If your pet has an infestation of intestinal worms or other parasites, you can get treatment from your veterinarian that will last several weeks or months, depending on the type of worm or parasite they have.
If your dog is bitten by a wild animal, it’s especially important to vaccinate him as soon as possible. The rabies vaccine prevents the disease from taking hold and spreading. However, once a dog has contracted rabies, there is no cure, and he will die within 10 days of being infected.
In the United States alone, more than one million dogs are vaccinated against rabies every year, and those numbers are rising steadily each year. While this may seem like an extreme measure, as per WHO, more than 29 million people globally receive a post-bite vaccination. The global economic burden of dog-carried rabies is $8.6 billion per year.
Leptospirosis is a bacterial disease that can affect dogs of any age, size, or breed. It is spread when an infected animal’s urine contaminates water and soil.
The symptoms of leptospirosis are flu-like. They include fever, vomiting, diarrhea, and dehydration. In severe cases, dogs may develop renal failure or even die from this illness.
The best way to prevent your dog from contracting leptospirosis is to keep them away from areas contaminated by animal waste, such as lakes or river banks. And make sure they have access to clean drinking water at all times during long walks outdoors.
Have you ever heard of distemper? It’s a deadly disease that can affect dogs of all ages and breeds. Most dogs will survive a mild case, but the virus can be fatal if your pup doesn’t receive treatment in time.

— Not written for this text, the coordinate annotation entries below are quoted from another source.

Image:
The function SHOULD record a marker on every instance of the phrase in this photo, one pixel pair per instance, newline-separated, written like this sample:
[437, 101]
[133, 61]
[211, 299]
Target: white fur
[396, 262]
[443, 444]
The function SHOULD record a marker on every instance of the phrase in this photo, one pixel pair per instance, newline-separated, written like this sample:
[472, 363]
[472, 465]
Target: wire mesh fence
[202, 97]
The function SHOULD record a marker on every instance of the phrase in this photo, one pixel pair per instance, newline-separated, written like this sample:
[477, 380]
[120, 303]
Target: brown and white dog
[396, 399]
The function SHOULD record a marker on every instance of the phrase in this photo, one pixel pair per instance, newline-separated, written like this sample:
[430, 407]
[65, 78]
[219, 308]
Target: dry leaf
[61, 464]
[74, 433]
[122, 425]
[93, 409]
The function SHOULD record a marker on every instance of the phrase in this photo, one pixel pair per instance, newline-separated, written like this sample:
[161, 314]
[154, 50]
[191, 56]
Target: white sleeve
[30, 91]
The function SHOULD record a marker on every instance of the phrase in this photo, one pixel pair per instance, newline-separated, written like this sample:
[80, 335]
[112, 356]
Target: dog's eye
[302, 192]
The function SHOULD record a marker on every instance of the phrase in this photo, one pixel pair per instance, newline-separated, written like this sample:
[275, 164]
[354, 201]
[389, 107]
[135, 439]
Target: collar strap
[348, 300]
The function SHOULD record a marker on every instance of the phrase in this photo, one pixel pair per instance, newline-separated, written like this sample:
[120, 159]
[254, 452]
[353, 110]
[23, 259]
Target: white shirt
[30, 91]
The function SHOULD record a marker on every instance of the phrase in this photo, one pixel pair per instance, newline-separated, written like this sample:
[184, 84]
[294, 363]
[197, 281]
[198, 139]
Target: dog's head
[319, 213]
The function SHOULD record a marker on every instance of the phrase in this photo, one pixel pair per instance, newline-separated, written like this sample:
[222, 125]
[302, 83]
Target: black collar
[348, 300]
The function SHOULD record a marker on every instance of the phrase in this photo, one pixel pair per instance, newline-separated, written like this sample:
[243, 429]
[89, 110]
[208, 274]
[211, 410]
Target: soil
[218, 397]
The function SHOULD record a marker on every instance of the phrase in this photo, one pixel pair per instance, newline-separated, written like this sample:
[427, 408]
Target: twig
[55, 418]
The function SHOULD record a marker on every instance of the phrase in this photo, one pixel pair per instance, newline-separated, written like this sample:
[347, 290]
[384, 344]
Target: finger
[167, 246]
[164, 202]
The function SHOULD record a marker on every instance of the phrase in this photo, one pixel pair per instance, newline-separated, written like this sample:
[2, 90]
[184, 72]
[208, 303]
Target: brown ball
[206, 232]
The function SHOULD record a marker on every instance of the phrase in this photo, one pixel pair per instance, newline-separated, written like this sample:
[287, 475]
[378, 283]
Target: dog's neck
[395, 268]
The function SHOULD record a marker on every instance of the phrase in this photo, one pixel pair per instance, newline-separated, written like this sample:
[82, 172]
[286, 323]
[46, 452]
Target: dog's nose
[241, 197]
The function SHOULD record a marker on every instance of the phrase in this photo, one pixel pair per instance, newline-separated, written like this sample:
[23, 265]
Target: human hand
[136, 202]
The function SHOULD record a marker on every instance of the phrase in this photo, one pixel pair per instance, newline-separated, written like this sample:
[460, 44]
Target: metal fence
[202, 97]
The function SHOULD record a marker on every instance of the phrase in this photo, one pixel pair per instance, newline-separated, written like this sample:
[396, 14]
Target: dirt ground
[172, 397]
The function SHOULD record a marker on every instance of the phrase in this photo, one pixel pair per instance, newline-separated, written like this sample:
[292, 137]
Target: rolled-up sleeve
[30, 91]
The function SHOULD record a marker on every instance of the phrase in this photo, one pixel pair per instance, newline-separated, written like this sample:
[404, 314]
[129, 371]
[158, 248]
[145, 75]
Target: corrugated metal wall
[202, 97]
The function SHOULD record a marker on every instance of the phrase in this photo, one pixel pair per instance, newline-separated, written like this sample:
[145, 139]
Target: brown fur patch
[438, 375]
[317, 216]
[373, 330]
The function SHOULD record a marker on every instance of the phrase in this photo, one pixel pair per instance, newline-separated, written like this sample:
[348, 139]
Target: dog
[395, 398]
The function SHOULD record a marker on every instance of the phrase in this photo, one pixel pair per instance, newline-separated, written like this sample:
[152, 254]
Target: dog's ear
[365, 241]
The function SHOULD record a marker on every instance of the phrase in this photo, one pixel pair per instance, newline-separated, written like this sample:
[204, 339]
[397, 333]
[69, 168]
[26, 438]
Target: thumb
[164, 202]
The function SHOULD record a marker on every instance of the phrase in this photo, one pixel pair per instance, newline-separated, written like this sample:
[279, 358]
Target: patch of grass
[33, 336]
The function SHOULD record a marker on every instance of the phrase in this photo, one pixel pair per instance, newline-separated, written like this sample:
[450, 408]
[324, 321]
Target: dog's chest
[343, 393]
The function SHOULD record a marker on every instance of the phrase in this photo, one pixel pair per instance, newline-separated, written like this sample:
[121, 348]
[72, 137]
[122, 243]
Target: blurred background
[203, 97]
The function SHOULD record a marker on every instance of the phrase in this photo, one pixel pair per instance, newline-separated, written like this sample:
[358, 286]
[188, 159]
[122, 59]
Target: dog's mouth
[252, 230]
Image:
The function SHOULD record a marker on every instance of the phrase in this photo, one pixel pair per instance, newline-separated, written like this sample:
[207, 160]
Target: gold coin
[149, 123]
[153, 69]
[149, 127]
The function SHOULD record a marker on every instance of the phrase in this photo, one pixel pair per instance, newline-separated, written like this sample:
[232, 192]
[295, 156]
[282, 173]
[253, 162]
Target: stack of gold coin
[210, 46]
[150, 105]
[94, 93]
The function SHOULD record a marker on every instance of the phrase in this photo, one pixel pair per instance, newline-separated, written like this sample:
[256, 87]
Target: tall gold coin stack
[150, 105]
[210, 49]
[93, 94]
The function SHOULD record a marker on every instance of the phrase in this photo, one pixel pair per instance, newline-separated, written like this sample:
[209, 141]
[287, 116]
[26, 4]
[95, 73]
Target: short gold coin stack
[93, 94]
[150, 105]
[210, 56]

This viral infection causes symptoms like fever, coughing, vomiting, and diarrhea in your pet. You may also see a loss of appetite or depression in your dog when they have distemper. These symptoms are often mistaken for other illnesses, so you must know what to look out for if your dog has this condition before taking them to the vet.
Hepatitis is an inflammation of the liver caused by viruses, bacteria, or parasites. It can be transmitted through body fluids and blood. Hepatitis A and B viruses are spread through fecal-oral contact with contaminated water or food. Dogs can also contract hepatitis from fighting within their breed or from other dogs at the dog park.
Hepatitis C is a serious disease that can be transferred between people and animals (and vice versa). It’s important to keep in mind that while there’s no evidence that dogs transmit this strain to humans, it’s still important to take precautions when handling your furry friend following his visit to the vet clinic or any place where he might have been exposed to a human virus carrier.
As per a report in Science Alert, the UK Health Security Agency had linked “dog exposure” to severe cases of childhood hepatitis. The UKHSA claimed that 70% of patients were from dog-owning families.
As you can see, there are a lot of preventable dog diseases that you should be aware of. Now that we’ve taken time to go over the symptoms and treatments for each disease, it’s time to put this information into action.
If your dog happens to show any signs of illness, take him or her to the vet immediately so they can get treatment immediately. Don’t wait around until tomorrow because tomorrow might have come too late.